Этой небольшой книжкой я осмеливаюсь внести свой вклад в подобного рода «когнитивное картографирование» (Джеймисон) нашего положения дел. В начале книги я кратко описываю основные характерные черты сегодняшнего капитализма; затем продолжаю очерчивать контуры его господствующей идеологии, специально останавливая внимание на реакционных явлениях (популистских бунтах), возникших как отражение социальных антагонизмов. В следующих двух главах я рассматриваю два великих освободительных движения 2011 года: арабскую весну и «Оккупай Уолл-стрит». Используя в качестве отправной точки сериал «Прослушка» (The Wire), в заключительных главах я подхожу к вопросу о том, как бороться с системой, не способствуя ее улучшенному функционированию.
   Инструментом такого описания будет то, что Иммануил Кант назвал «публичным использованием разума». Сегодня более чем когда бы то ни было необходимо помнить о том, что коммунизм начинается с «публичного использования разума», с мышления, с эгалитарной универсальности мысли. Для Канта публичное пространство «мирового-гражданского-общества» указывает на парадокс универсальной сингулярности – единичного субъекта, который, в своего рода коротком замыкании, минуя опосредование частного, непосредственно участвует во Всеобщем. Это то, что Кант в знаменитом отрывке из «Что есть Просвещение?» понимает под «публичным» как противопоставленным «частному»: «частное» есть не индивидуальное, которое противоположно связям общности, но сам общностно-институциональный порядок партикулярных идентификаций человека; в то время как «публичное» есть транснациональная всеобщность в использовании своего разума.
   Между тем, не основывается ли эта пара публичного и частного использования разума на том, что мы в более современных понятиях могли бы назвать приостановкой символической эффективности (или перформативной силы) публичного использования разума?

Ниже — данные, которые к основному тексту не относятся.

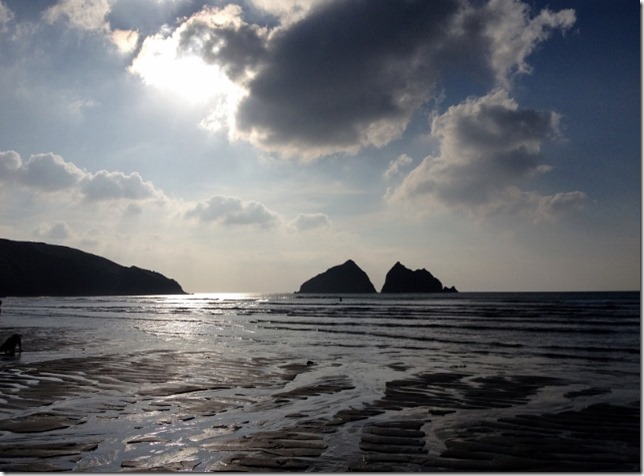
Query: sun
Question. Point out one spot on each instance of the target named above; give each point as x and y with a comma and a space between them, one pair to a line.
160, 64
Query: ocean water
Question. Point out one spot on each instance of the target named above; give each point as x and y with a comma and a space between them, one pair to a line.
583, 349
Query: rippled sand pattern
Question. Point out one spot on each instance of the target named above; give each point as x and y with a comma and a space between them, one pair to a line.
432, 421
323, 403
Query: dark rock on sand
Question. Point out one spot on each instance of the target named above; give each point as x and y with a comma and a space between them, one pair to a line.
344, 278
40, 269
401, 279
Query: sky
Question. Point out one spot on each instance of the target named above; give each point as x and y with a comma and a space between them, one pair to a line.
246, 146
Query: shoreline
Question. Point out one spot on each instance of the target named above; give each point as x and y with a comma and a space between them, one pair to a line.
135, 415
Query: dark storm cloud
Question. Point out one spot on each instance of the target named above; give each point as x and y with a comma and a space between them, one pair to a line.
349, 74
489, 146
353, 73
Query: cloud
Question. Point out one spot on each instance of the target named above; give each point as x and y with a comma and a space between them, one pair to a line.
233, 211
49, 173
82, 14
91, 16
488, 147
396, 165
116, 186
328, 84
311, 221
57, 232
513, 35
125, 40
6, 16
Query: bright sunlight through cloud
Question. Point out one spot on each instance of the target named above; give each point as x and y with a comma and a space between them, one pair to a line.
160, 65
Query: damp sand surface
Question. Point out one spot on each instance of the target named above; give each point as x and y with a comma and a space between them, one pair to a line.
284, 383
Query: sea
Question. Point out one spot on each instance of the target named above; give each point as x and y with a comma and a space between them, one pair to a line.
131, 376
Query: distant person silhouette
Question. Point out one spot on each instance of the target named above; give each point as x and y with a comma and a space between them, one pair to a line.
9, 346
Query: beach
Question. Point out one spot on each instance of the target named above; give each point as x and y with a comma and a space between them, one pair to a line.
246, 384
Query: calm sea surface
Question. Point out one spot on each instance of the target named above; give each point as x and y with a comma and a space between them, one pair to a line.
592, 340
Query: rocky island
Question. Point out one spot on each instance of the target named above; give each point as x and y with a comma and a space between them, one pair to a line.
40, 269
401, 279
349, 278
344, 278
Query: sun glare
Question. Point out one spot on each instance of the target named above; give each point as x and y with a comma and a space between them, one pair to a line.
186, 76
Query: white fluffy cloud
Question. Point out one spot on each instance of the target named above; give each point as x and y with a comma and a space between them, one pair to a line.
91, 16
311, 221
48, 173
488, 148
233, 211
83, 14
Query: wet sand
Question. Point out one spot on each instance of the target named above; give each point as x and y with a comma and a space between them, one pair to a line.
160, 410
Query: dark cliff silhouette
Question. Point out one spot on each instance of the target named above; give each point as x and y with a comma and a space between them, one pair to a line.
401, 279
39, 269
344, 278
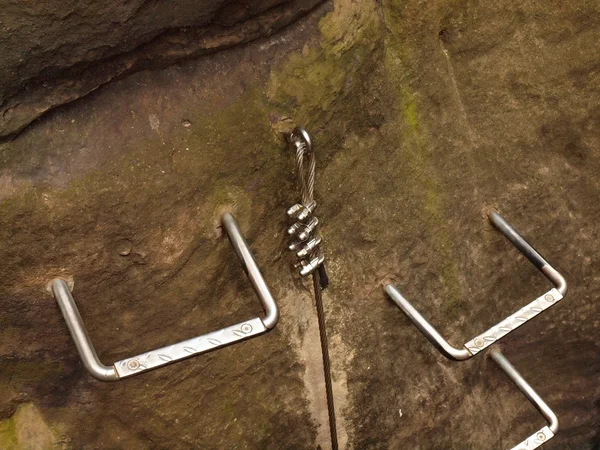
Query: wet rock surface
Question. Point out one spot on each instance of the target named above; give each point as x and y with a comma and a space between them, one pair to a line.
424, 116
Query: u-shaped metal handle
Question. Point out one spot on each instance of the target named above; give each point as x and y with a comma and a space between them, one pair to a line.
181, 350
539, 437
509, 324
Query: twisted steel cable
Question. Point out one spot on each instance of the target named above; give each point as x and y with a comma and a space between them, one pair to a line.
307, 188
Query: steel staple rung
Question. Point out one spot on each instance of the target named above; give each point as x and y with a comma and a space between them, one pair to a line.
507, 325
182, 350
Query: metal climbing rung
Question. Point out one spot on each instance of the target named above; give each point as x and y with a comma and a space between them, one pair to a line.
509, 324
181, 350
545, 434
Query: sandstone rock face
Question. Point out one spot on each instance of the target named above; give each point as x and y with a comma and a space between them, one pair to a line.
424, 116
55, 52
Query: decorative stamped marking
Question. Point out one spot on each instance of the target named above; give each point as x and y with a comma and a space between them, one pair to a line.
513, 322
535, 440
185, 349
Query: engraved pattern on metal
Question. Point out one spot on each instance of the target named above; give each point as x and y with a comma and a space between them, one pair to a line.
185, 349
514, 321
535, 440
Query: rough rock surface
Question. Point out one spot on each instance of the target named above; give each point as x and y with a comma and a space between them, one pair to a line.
424, 116
55, 52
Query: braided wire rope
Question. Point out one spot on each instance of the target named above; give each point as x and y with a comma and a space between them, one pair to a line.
307, 188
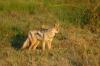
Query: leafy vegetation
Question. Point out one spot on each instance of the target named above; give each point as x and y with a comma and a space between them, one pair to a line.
77, 43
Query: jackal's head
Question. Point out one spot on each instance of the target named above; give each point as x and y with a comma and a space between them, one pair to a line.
56, 28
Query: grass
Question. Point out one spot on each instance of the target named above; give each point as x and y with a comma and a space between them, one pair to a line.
72, 46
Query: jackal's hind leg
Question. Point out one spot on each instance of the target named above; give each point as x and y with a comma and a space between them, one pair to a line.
35, 46
26, 44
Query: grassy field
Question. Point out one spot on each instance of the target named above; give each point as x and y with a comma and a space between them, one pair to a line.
77, 43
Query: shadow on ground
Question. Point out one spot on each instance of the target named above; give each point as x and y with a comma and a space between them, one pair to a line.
17, 41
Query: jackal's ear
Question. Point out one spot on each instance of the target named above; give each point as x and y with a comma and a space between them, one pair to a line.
56, 25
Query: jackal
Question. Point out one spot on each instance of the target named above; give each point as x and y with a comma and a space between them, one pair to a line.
44, 35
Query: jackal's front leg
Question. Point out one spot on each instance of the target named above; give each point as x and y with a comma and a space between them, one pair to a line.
49, 44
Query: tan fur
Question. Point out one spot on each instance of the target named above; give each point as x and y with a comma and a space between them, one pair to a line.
45, 36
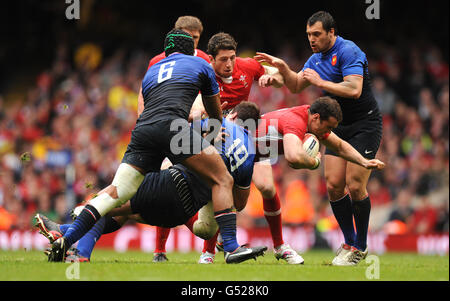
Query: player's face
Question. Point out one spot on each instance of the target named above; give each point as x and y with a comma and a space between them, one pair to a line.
319, 39
223, 63
195, 34
321, 127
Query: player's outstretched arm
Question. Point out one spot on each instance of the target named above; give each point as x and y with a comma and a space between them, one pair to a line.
293, 81
295, 155
212, 106
240, 197
346, 151
272, 77
350, 87
140, 102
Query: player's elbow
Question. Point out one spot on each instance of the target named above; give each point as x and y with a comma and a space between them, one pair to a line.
355, 93
294, 160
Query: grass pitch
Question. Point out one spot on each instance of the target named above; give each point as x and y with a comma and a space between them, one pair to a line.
138, 266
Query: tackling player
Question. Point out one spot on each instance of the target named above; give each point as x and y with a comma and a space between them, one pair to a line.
172, 196
235, 77
340, 68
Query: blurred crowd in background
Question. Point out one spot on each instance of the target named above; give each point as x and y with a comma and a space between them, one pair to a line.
64, 138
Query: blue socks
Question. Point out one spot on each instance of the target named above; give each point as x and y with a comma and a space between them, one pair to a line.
83, 223
343, 212
87, 243
361, 213
226, 219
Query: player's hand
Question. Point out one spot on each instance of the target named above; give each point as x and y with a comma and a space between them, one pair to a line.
269, 59
375, 164
318, 159
266, 80
224, 105
312, 77
221, 136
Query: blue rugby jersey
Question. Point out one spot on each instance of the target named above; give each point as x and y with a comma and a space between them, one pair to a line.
170, 87
238, 154
346, 58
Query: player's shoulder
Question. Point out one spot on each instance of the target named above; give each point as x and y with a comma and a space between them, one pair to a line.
202, 54
247, 63
349, 46
156, 59
192, 61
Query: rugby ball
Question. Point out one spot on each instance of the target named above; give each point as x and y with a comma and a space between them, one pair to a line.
311, 145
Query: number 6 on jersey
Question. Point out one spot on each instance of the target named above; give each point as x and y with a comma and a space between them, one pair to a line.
165, 71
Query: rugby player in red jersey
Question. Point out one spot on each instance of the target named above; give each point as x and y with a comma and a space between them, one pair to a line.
194, 27
281, 132
235, 76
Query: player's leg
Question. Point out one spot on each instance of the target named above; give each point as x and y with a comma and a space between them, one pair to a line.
209, 165
340, 201
126, 181
205, 226
205, 230
264, 182
357, 178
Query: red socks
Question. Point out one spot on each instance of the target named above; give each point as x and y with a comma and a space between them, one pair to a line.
272, 213
161, 237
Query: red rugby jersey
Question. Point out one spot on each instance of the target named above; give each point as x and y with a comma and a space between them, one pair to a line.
245, 72
162, 55
274, 125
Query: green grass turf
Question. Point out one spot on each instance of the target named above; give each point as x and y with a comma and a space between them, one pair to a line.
138, 266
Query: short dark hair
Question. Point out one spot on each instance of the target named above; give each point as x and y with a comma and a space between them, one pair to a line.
221, 41
189, 23
326, 107
178, 40
247, 110
326, 19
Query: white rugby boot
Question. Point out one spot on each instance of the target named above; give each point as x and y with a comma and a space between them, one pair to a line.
349, 256
206, 258
288, 254
341, 254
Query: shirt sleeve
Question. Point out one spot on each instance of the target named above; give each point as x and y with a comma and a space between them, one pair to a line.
209, 85
294, 126
244, 178
307, 64
352, 61
253, 67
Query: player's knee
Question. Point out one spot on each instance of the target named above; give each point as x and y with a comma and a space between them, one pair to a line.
357, 191
335, 186
267, 189
225, 179
127, 181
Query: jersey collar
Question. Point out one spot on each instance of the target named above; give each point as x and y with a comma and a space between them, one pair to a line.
332, 49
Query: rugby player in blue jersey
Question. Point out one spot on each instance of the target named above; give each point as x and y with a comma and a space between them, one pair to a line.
340, 69
171, 197
169, 88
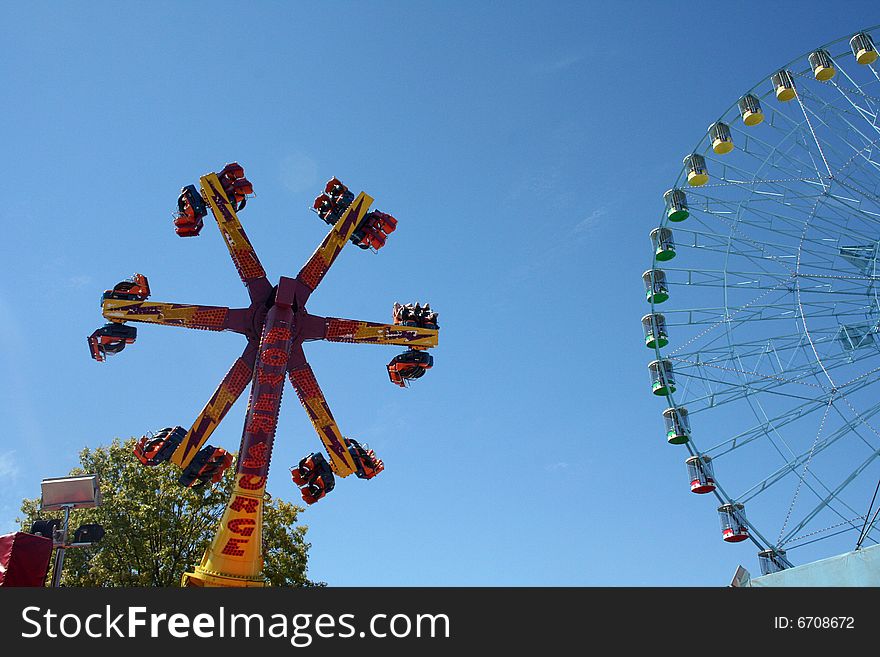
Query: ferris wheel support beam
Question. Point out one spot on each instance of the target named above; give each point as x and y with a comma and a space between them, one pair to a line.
234, 557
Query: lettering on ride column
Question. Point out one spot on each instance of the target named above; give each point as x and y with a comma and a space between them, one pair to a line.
244, 504
259, 432
242, 526
232, 548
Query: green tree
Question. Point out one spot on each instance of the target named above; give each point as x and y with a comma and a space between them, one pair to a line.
157, 529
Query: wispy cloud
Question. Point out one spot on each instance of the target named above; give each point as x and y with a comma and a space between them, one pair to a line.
589, 222
566, 238
299, 172
556, 65
79, 282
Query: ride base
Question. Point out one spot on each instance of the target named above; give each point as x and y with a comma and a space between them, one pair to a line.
234, 558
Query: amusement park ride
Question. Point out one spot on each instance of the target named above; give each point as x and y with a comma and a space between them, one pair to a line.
275, 325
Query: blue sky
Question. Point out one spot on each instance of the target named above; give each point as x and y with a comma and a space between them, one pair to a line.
524, 149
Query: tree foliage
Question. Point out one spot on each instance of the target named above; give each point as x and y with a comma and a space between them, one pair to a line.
156, 529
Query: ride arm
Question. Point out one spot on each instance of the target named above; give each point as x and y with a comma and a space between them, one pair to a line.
206, 318
312, 399
240, 248
322, 259
233, 384
334, 329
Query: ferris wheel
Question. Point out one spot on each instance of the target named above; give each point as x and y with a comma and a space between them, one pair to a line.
764, 323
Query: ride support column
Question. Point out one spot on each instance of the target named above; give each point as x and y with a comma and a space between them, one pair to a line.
234, 558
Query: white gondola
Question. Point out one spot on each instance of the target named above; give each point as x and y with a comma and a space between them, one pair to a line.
783, 85
698, 174
678, 426
771, 561
664, 245
656, 288
750, 110
822, 65
722, 140
733, 522
676, 205
863, 48
662, 377
654, 325
701, 474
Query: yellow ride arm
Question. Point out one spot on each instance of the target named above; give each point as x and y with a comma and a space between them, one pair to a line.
312, 399
207, 318
351, 330
323, 258
233, 384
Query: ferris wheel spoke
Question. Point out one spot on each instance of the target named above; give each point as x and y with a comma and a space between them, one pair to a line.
832, 496
731, 389
759, 431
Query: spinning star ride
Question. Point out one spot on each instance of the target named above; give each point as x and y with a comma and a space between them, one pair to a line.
772, 347
275, 325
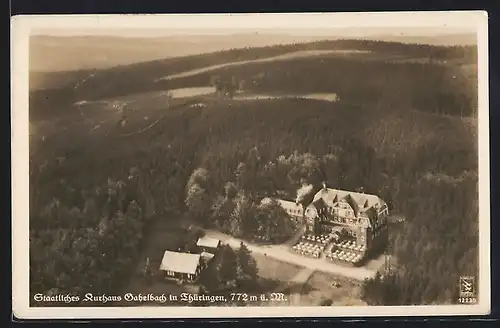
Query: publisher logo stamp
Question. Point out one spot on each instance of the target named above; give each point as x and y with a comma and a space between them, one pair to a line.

Кант не отбрасывает стандартную формулу повиновения «Не думай, а слушайся!», заменяя ее прямой «революционной» противоположностью – «Не слушайся тупо (следуй тому, что другие тебе говорят), а думай (своей собственной головой)!»; его формула – это «Думай и слушайся!», то есть думай публично (в свободном использовании разума) и слушайся частно (как часть иерархической машинерии власти).
   Короче говоря, свободное мышление не наделяет меня правом делать что-либо. Ведь по большей части то, что я могу сделать, когда мое «публичное использование разума» приводит меня к распознанию слабости и несправедливости существующего порядка, – это призвать правителя к осуществлению реформ… Тут можно сделать еще шаг дальше и воскликнуть, как Честертон, что абстрактно-непоследовательная свобода мысли (и сомнения) активно препятствует действительной свободе: «Свободомыслие – лучшее средство против свободы. Освободите разум раба в самом современном стиле, и он останется рабом. Научите его сомневаться в том, хочет ли он свободы, – и он ее не захочет»{5}. Но является ли вычитание мышления из действия, приостановка его эффективности, действительно таким ясным и недвусмысленным, как здесь показывается? Не схожа ли тут тайная стратегия Канта (намеренная или нет) с известным трюком в судебных баталиях, когда адвокат делает заявление перед лицом присяжных, которое судья сочтет недопустимым, и укажет присяжным «игнорировать это», что будет невозможно, конечно, поскольку ущерб уже нанесен… Не является ли устранение эффективности в публичном использовании разума также тем вычитанием, которое открывает место для некоторых новых социальных практик? Слишком просто отметить очевидную разницу между кантианским публичным использованием разума и марксистским революционным классовым сознанием: первое нейтрально/отстраненно, второе – «партийно» и полностью ангажировано. Тем не менее «пролетарская позиция» может быть определена именно как точка, в которой публичное использование разума само становится практически эффективным без возврата в «приватность» его частного использования, ведь позиция, из которой оно осуществляется, есть позиция «части, не имеющей собственной части» внутри социального тела[10], является его избытком, который непосредственно выступает как всеобщность – а то, чем является сталинское сведение марксистской теории к служанке партии-государства, есть именно сведение публичного к частному использованию разума.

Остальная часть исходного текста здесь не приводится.